Tuesday, June 30, 2009

Street Sports

Everywhere you go in Lianga it seems to be the trend nowadays. Street corners and side streets blocked off by nearby residents at certain times of the day and instantly converted to basketball and badminton courts. All it takes is a makeshift basketball hoop and backboard on a hastily erected wooden stand or crudely painted lines on the concrete pavement outlining the basic outlines of a badminton court and a droopy net hung like a clothesline across the street.

If you happen to be a motorist in a hurry, turning into a street and suddenly encountering one of these impromptu improvisations blocking your way can be an annoying if not frustrating experience.

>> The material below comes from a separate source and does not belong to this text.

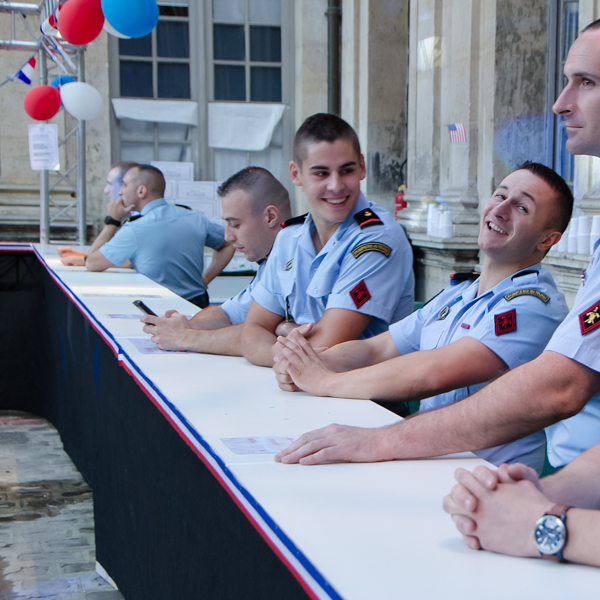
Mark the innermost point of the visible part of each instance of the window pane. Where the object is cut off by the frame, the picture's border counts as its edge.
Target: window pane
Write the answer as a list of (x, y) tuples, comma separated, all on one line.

It usually means you have to back up for quite a distance and go around the next block to get to where you want to go.

Sometimes some of the more good-natured street athletes would obligingly let you get through by halting their game momentarily, lifting or dragging obstacles out of your way then blithely getting on with their games after the brief interruption but who would want to spoil things when it is crystal clear even to the casual observer that these amateur street sporting events are being played with the same intensity and dedication one sees in national badminton competitions or the storied courts of the Philippine Basketball Association.

And, of course, you in your killjoy of a vehicle will also have to contend with the usually raucous crowd of bystanders and sporting fans on the sidewalks eagerly watching the game and cheering for their favorites and who would not take too kindly to those who even inadvertently does anything to rudely interrupt the proceedings. I, for one, would rather meekly back off and go around the long way.



The proliferation of these impromptu sports facilities in Lianga has forced me to make certain elementary conclusions.

One, the love for sports and athletics is obviously alive and well in the people of Lianga and that, in itself, is something good. Nothing more effectively keeps the physically and mentally idle, especially the youth, from the seductive and deadly attraction of illegal drugs and crime than a healthy dose of competitive sports and active living. Sports promotes not only a healthy lifestyle for people of all ages but, as a collective activity, also promotes solidarity and community unity.

Two, there is obviously (and I mean OBVIOUSLY) a lack or dearth of usable sports infrastructure in the town. Municipal and barangay officials, despite their repeated promises to give priority to sports development in Lianga have actually done little in the way of fulfilling those commitments.

The municipal gymnasium which had supposedly been constructed precisely to provide a venue for sports activities is almost a kilometer away from the town center and, in the mindset of the local townfolk, if a destination is not some place near enough so you can easily walk to it then it is no place to go at all. Thus, the gym on the northern outskirts of the town is often a lonely, deserted shell of a building while the young people in town make do with playing sports on the streets.

On a similar note, there is no place in Lianga, at present, that can really be described, even generously, as a community playground for kids. The Lianga Women's Club in association with other civic groups put up several years ago a small playground just across the town park but despite their good intentions, it remains a small, seldom visited, dingy and ill-maintained facility nestled like an afterthought and located rather alarmingly near the public market and bus terminal.

The need, therefore, for an area withing the town proper equipped with a playground and sporting facilities where youngsters and adults can safely and conveniently go to have fun and sweat it out is something that the municipal government should be thinking about. That necessity happens to be a basic fact in town infrastructure planning.

Three, there is a need for the municipal government of Lianga to formulate a coherent policy regarding the use of streets and similar infrastructure as temporary venues for sports activities. There are, of course, the basic traffic and safety concerns and the last time I checked roads and streets are supposed to be for vehicles and the sidewalks for pedestrian traffic, aren't they?

At present, of course, a lot of the local folks see the use of some of their town streets as improvised badminton and basketball courts as a basically harmless and rather quaint use by town residents of what are essentially public property. This is, after all, Lianga and not Cebu City or Metro Manila. The locals have their way of looking at things and besides that, the markedly sedate vehicle traffic within the town proper cannot be compared to the frenetic madness that is normal in the cities.

But if such native ingenuity in the parallel uses of street corners and access roads remains unchecked and abused, the potential for future problems is clearly there. The need to prevent traffic accidents and to insure the proper and efficient use of the town access routes still remains an important duty for town authorities.

The time, therefore to put striving and would-be athletes off the streets and into the proper sport venues where they can really excel and shine safely and with the minimum of fuss and hassle to the community is here and now.